High gas prices are making the issue bigger for consumers because “customers are more aware of fuel economy than they were in the past,” said Mike O’Brien, Hyundai’s vice president of corporate and product planning.
As gas prices started to climb toward $4 a gallon in late 2010 and stayed high, many buyers made fuel efficiency their top priority when deciding which model to purchase. Sales of fuel-efficient cars and crossovers captured 22% of U.S. auto sales in the second quarter of this year, the third-highest rate in the last five years, according to auto information firm R.L. Polk & Co.
But as they started to put miles on their new cars, drivers found their fuel economy didn’t match the EPA rating advertised by automakers.
And as fuel efficiency increased, mileage variations that once went unnoticed became more apparent. A 10% variation in a truck or SUV that is listed at 15 miles to the gallon amounts to just 1.5 miles. But that same variation in a vehicle listed at 35 mpg is 3.5 miles.
It’s more than just drivers finding that the mileage data and ratings don’t add up.
Consumer Reports tested the four-cylinder version of the Ford Fusion and came up with 24 mpg in combined driving, including just 15 mpg in city driving but an impressive 38 mpg on the highway. According to the EPA, the vehicle gets 25 mpg in combined driving -- close to what the magazine found -- but it rates the Fusion much higher for city driving at 22 mpg and much lower on the highway at 30 mpg.

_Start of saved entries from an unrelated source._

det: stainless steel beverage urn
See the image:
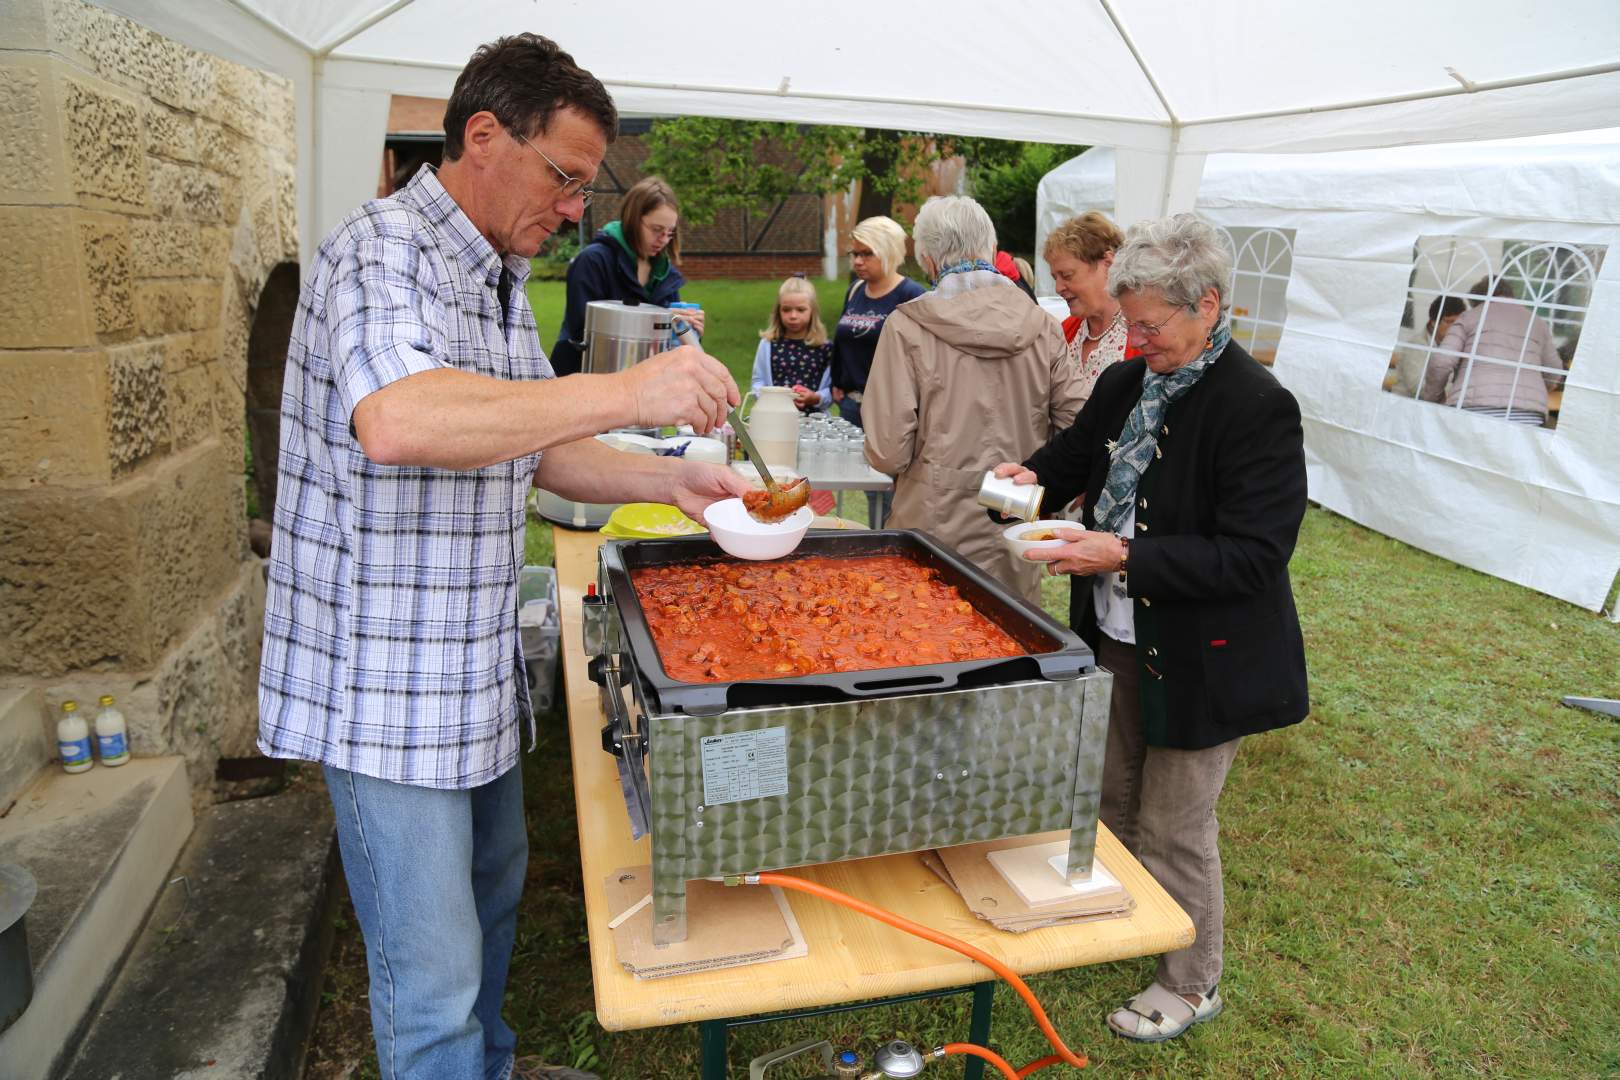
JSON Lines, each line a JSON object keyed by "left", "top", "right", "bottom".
{"left": 582, "top": 300, "right": 672, "bottom": 375}
{"left": 534, "top": 301, "right": 676, "bottom": 529}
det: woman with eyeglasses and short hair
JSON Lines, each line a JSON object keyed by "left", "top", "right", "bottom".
{"left": 990, "top": 212, "right": 1310, "bottom": 1045}
{"left": 550, "top": 175, "right": 703, "bottom": 376}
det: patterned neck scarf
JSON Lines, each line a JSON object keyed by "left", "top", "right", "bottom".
{"left": 1092, "top": 315, "right": 1231, "bottom": 533}
{"left": 933, "top": 258, "right": 997, "bottom": 282}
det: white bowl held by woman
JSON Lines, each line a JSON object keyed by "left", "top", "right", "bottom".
{"left": 1003, "top": 519, "right": 1085, "bottom": 560}
{"left": 702, "top": 499, "right": 813, "bottom": 561}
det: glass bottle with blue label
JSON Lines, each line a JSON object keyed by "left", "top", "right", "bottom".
{"left": 95, "top": 694, "right": 129, "bottom": 767}
{"left": 57, "top": 700, "right": 92, "bottom": 774}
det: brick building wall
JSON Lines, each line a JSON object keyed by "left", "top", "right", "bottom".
{"left": 678, "top": 254, "right": 824, "bottom": 279}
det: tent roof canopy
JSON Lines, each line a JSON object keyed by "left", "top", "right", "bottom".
{"left": 1042, "top": 127, "right": 1620, "bottom": 222}
{"left": 233, "top": 0, "right": 1620, "bottom": 153}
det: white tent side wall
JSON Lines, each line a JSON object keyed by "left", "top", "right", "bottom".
{"left": 1037, "top": 141, "right": 1620, "bottom": 616}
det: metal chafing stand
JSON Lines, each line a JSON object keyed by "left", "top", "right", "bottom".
{"left": 585, "top": 530, "right": 1113, "bottom": 946}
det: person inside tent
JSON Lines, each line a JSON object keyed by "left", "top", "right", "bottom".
{"left": 1422, "top": 277, "right": 1566, "bottom": 425}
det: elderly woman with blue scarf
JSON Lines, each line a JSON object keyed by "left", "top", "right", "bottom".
{"left": 993, "top": 213, "right": 1309, "bottom": 1043}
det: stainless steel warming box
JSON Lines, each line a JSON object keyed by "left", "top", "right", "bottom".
{"left": 585, "top": 529, "right": 1112, "bottom": 945}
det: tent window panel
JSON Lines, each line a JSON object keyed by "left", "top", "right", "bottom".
{"left": 1384, "top": 236, "right": 1606, "bottom": 432}
{"left": 1217, "top": 226, "right": 1296, "bottom": 366}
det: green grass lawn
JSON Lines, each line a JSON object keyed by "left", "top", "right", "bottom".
{"left": 308, "top": 280, "right": 1620, "bottom": 1080}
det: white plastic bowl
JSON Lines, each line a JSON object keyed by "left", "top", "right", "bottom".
{"left": 702, "top": 498, "right": 813, "bottom": 560}
{"left": 1003, "top": 519, "right": 1086, "bottom": 560}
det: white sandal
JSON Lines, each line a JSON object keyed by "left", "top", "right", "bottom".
{"left": 1107, "top": 982, "right": 1223, "bottom": 1043}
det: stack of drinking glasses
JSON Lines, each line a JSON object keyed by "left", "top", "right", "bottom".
{"left": 795, "top": 413, "right": 869, "bottom": 477}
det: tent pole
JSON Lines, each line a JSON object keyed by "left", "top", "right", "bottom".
{"left": 315, "top": 0, "right": 423, "bottom": 58}
{"left": 1097, "top": 0, "right": 1178, "bottom": 127}
{"left": 1184, "top": 60, "right": 1620, "bottom": 128}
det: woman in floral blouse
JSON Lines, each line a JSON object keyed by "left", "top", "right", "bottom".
{"left": 1044, "top": 211, "right": 1138, "bottom": 402}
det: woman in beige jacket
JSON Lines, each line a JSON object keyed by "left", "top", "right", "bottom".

“We got a lot better highway mileage but worse city mileage,” said David Champion, director of Consumer Reports’ auto test center.
The difference between what drivers expect based on car window stickers and their actual mileage may be worse than they realize.
Technicians at auto information company Edmunds.com tested the results reported by the electronic fuel economy gauges in vehicles. Edmunds.com found that the gauges reported 5.5% better fuel economy on average than what the autos actually experienced. One gauge was 19% higher than the actual result.
“If you really want to know what your mileage is, you have to record what’s on your odometer and the number of gallons you buy at each stop and do the math,” said Dan Edmunds, director of vehicle testing at Edmunds.com.